Gold also presented evidence that oil and gas deposits on
Earth are primordial. That means they came with the planet. They were part
of the original raw material that formed the sun and planets, and
deposited deep below Earth's surface when the planet formed 4.5 billion
years ago.
Some of the oil gradually oozes upward from these
original deposits 100 to 200 miles below the surface and collects where
oil drillers can reach it.
In one presentation, Gold described
shafts that he and associates drilled in an ancient meteorite impact
crater in Sweden. They drilled into a kind of rock that was not
sedimentary, not associated with the sediments believed to produce oil
deposits.
At a depth of about 4 miles, they encountered a
hydrocarbon oil similar to light petroleum that Gold believes was
primordial oil. He noted a variety of evidence to support the belief. Gold
estimated that this single site contained "more petroleum than all of
Saudi Arabia."
With
current technology, however, pumping it out would be impossible, he added.
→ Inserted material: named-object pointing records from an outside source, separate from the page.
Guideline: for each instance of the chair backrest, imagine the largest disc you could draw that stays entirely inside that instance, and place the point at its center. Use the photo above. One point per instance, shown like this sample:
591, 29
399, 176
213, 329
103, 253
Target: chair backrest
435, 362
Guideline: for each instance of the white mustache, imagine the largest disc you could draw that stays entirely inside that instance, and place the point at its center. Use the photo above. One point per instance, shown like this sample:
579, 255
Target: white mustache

Gold contended that many other planets and planetary bodies in the solar
system have similar deep deposits of hydrocarbons, which are the stuff of
oil and natural gas. Gold argues that a primordial origin for petroleum is
the only way to explain its chemical composition.
Petroleum
originating from plant matter decayed by bacteria, similar to bacteria
that decay backyard garden-compost piles, would resemble a microbial
product. Instead, petroleum is chemically similar to a pure hydrocarbon
that has been contaminated with microbial material. That contamination, he
argues, occurred as petroleum seeped upward through rock now known to
contain enormous amounts of bacterial life.
In
moving upward, petroleum also collected helium, explaining why oil wells
are such a rich source of helium.
"This is the only possible explanation," Gold said. "The
association of helium with petroleum has not been accounted for in any
other way."
How
do geologists respond?
They're beginning to listen, according to
Michael Carr, who appeared on a panel where Gold presented his
theory. Carr is a scientist with the U.S. Geological Survey in Reston, Va.
"Dr. Gold has some very, very good evidence, especially that
involving helium," Carr said. "He certainly is challenging the
geological community. There is a debate within the geological
community."
Carr
said geologists plan to reconsider the conventional theory about petroleum
formation at a major meting later in the year.